Poderia continuar enchendo laudas e laudas de adjetivos contra a dupla
do Jornal da Globo e contra outra dupla igualmente perniciosa para a
democracia, os comentaristas do jornal Globo Míriam Leitão e Merval
Pereira.
Este não merece muita tinta, porque é apenas ignorante – na acepção
semântica da palavra. Míriam, porém, como Sardenberg, é astuta. Passa a
ideia de que sabe economia, quando o que realmente sabe é identificar
economistas de direita, como ela, e dar-lhes espaço franco em sua coluna
diária e sórdida na Globo News.
O noticiário econômico brasileiro, de jornal e de tevê, está dominado
por entrevistas e artigos de economistas de banco. Galbraith, com sua
fina ironia, dizia que não se sentia à vontade para acreditar em
opiniões econômicas de quem tem interesse próprio em jogo.
A rede Globo e os jornalões, assim como as revistas semanais (exceto
Carta Capital), apoia seu noticiário econômico em economistas de banco
com o maior descaramento. Assim, são os economistas de banco que estão
fazendo a cabeça de milhões de brasileiros sobre economia.
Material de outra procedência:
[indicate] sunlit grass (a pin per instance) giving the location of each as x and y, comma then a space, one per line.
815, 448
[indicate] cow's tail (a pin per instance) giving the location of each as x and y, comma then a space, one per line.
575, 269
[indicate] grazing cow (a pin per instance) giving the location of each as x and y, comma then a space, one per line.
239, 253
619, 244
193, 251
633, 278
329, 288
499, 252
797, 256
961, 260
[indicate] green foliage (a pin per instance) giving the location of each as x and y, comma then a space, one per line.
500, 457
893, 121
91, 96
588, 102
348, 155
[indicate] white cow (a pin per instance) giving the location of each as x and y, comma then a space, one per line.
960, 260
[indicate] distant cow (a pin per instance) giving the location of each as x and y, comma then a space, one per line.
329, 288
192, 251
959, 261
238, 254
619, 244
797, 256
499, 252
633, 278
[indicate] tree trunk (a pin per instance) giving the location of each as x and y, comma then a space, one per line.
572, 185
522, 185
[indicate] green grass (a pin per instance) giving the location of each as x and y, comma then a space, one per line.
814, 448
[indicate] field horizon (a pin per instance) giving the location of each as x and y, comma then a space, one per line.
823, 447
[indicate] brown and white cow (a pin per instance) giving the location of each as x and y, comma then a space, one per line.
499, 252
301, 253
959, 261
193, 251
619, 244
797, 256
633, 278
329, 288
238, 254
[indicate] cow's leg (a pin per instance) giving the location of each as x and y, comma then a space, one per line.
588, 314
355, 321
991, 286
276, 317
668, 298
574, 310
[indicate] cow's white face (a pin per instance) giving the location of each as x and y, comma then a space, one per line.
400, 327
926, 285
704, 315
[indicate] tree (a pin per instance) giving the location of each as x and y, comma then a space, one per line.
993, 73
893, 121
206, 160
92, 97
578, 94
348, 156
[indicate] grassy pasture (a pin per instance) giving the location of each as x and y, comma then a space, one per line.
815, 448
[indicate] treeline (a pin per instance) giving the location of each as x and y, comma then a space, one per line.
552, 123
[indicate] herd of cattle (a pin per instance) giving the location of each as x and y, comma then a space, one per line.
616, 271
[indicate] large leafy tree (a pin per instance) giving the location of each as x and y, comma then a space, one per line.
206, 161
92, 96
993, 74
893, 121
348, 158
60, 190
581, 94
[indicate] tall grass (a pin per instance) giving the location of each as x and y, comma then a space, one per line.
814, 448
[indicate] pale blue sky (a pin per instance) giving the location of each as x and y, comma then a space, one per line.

Trabalhei anos na editoria econômica do Jornal do Brasil, de que fui
subeditor, e jamais entrevistei um economista de banco. Trabalhei anos
como repórter econômico da Folha de S. Paulo e jamais entrevistei, para
publicação, um único economista de banco. Agora são esses economistas
que dominam o noticiário econômico com seus próprios interesses.
Acaso é esse tipo de liberdade de expressão e de opinião publicada que
interessa ao Brasil? Ou é o momento em que se deve pensar em dividir o
monopólio do Globo e fomentar um novo jornal no Rio para o Brasil?
P.S. Não é do meu estilo fazer ataques pessoais. Entretanto, o Sistema
Globo foi dividido em três capitanias, uma para cada herdeiro, e as
capitanias em sesmarias, cada uma sob o comando de um jornalista no caso
do Departamento de Jornalismo.
Assim, não adianta falar, quando se trata de formação de ideologia, de
um sistema global. É preciso identificar pessoalmente os donos das
sesmarias jornalísticas, como procurei fazer. Não fosse tão grande o
Sistema Globo, amainaria minhas críticas. Como é grande demais, e eu
muito pequeno, pode perfeitamente suportar o choque!
*Jornalista e economista, doutor em Engenharia de Produção pela
Coppe/UFRJ, autor de mais de 20 livros sobre a Economia Política
brasileira, dos quais o último é “A Razão de Deus”.